Critical Care Medicine
The half-life of aminoglycosides is considerably longer in the elderly because of decreased glomerular filtration with age. Because the diminution of glomerular function in the elderly is not necessarily reflected in a higher serum creatinine level, the calculated creatinine clearance is used to estimate the clearance of aminoglycosides. The clearance of aminoglycosides is linearly related to the endogenous creatinine clearance; therefore, the ratio of calculated to normal creatinine clearance closely approximates the ratio of aminoglycoside clearance. This patients calculated creatinine clearance is approximately 35 mL/min. Using a daily dose of 5 mg/kg of gentamicin (or tobramycin or netilmicin) this patient should have received a daily dose of (35/100) x 5 mg/kg x 55 kg = 96 mg (rounded to 100 mg). No clinical data exist to suggest that the incidence of nephrotoxicity is less with either tobramycin or netilmicin.
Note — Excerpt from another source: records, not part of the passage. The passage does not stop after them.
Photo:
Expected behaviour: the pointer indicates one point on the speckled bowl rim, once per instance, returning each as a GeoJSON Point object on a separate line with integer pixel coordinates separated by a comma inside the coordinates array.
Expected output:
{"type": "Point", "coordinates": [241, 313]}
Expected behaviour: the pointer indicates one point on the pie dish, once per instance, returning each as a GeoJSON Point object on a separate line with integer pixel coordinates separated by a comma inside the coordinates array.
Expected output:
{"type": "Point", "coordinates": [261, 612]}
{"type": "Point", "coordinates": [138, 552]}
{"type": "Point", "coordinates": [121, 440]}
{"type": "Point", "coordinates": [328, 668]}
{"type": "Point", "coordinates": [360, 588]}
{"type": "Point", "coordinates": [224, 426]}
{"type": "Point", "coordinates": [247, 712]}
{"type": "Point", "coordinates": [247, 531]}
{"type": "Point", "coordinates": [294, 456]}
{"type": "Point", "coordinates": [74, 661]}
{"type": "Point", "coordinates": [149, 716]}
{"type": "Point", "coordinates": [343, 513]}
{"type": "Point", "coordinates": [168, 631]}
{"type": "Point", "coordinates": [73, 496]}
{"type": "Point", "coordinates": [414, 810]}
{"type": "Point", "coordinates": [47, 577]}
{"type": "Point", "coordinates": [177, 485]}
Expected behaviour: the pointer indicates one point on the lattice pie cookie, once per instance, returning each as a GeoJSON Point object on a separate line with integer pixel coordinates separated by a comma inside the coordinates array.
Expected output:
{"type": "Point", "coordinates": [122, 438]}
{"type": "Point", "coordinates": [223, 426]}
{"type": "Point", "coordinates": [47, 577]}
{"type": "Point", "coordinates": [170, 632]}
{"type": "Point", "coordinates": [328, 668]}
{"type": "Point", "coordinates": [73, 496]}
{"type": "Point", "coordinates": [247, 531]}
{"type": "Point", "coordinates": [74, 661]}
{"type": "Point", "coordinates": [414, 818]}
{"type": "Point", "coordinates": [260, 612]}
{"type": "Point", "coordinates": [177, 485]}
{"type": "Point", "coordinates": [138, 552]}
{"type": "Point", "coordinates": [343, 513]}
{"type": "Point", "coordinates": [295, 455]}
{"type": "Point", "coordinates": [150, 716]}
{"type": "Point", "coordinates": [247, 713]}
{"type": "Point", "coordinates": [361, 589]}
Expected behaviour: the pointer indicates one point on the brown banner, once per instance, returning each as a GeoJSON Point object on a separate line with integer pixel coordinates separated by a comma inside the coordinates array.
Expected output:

Data from several clinical studies suggest that a once-daily dosing regimen is at least as efficacious as the standard dosing regimen and may be less toxic.1-3
- Gentamicin 100 mg once daily.
1. Hatala R, Dinh T, Cook DJ: Once-daily aminoglycoside dosing in immunocompetent adults: a meta-analysis. Ann Intern Med 1996;124:717-725.
2. Prins JM, Buller HR, Kuijper EJ, et al: Once versus thrice daily gentamicin in patients with serious infections. Lancet 1993;341:335-339.
3. Moore RD, Smith CR, Lipsky JJ, et al: Risk factors for nephrotoxicity in patients treated with aminoglycosides. Ann Intern Med 1984;100:352-357.